The archetypal example is compositions: an integer composition of \(n\) is an ordered tuple of positive integers summing to \(n\). Taking \(\mathcal{P} = \mathrm{SEQ}_{\geq 1}(\mathcal{Z})\) (positive integers, a single atom or more), the class of compositions is \(\mathcal{C} = \mathrm{SEQ}(\mathcal{P})\), giving
\[ P(z) = \frac{z}{1-z}, \quad C(z) = \frac{1}{1-P(z)} = \frac{1-z}{1-2z}. \]The coefficient \([z^n]C(z) = 2^{n-1}\) for \(n \geq 1\) confirms there are \(2^{n-1}\) compositions of any \(n \geq 1\).

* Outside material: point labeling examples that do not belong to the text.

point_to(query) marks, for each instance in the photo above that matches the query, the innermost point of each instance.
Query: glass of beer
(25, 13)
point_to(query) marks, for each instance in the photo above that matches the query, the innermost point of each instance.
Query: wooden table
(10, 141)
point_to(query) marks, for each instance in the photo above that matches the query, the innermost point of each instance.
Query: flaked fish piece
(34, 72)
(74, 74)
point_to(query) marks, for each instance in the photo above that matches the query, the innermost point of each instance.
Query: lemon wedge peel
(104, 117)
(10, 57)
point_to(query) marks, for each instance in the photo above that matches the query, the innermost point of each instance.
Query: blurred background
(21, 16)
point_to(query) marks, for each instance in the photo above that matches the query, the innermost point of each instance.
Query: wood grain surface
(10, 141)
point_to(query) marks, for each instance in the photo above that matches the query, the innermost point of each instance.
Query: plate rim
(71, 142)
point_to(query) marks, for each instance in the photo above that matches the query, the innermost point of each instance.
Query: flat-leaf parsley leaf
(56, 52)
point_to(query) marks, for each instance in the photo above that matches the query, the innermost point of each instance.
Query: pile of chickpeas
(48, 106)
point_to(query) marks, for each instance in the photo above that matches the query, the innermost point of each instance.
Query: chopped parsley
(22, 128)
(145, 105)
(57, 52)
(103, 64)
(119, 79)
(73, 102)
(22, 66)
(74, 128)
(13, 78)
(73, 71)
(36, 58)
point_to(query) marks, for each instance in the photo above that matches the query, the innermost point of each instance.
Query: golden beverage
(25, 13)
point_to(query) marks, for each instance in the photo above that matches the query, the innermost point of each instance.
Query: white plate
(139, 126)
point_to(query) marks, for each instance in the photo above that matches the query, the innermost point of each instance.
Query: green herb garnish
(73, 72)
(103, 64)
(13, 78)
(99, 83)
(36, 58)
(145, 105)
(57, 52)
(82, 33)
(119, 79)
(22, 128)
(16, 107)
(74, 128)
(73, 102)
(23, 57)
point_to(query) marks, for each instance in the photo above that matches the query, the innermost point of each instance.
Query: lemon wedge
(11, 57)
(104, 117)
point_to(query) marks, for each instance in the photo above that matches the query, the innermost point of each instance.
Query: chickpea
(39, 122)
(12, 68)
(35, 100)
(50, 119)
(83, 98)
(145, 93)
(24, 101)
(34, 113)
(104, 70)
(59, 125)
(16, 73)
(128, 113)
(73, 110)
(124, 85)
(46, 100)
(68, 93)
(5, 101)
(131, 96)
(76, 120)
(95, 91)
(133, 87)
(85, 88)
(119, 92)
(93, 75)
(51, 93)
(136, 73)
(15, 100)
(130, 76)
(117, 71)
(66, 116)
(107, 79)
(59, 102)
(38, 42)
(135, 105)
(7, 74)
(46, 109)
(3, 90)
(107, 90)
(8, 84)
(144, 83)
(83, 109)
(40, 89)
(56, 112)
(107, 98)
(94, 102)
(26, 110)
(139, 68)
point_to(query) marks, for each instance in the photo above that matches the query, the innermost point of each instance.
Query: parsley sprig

Regular languages (binary strings defined by regular expressions) are another family arising from rational specifications. A block decomposition of a binary string separates it into maximal runs of the same bit. The language of binary strings without two consecutive 1-bits is specified as \(\mathcal{L} = (\mathcal{E} + \mathcal{Z}_1)(\mathcal{Z}_0^* \mathcal{Z}_1)^* \mathcal{Z}_0^*\), giving \(L(z) = (1+z)/(1-z-z^2)\) — the Fibonacci generating function!
Stirling numbers of the second kind also admit a rational specification. A surjection \([n] \to [k]\) corresponds to a string over alphabet \([k]\) where each letter appears at least once and each first occurrence is in order. This gives the generating function
\[ S_k(z) = \frac{z^k}{(1-z)(1-2z)\cdots(1-kz)}, \]from which the closed form \(S(n,k) = k! [z^n] S_k(z)\) follows via partial fractions.
Recursive Specifications and Algebraic Functions
When a specification contains cycles — where the definition of a class refers back to itself — the generating function satisfies a polynomial equation and is typically algebraic (but not rational). The canonical example is binary trees.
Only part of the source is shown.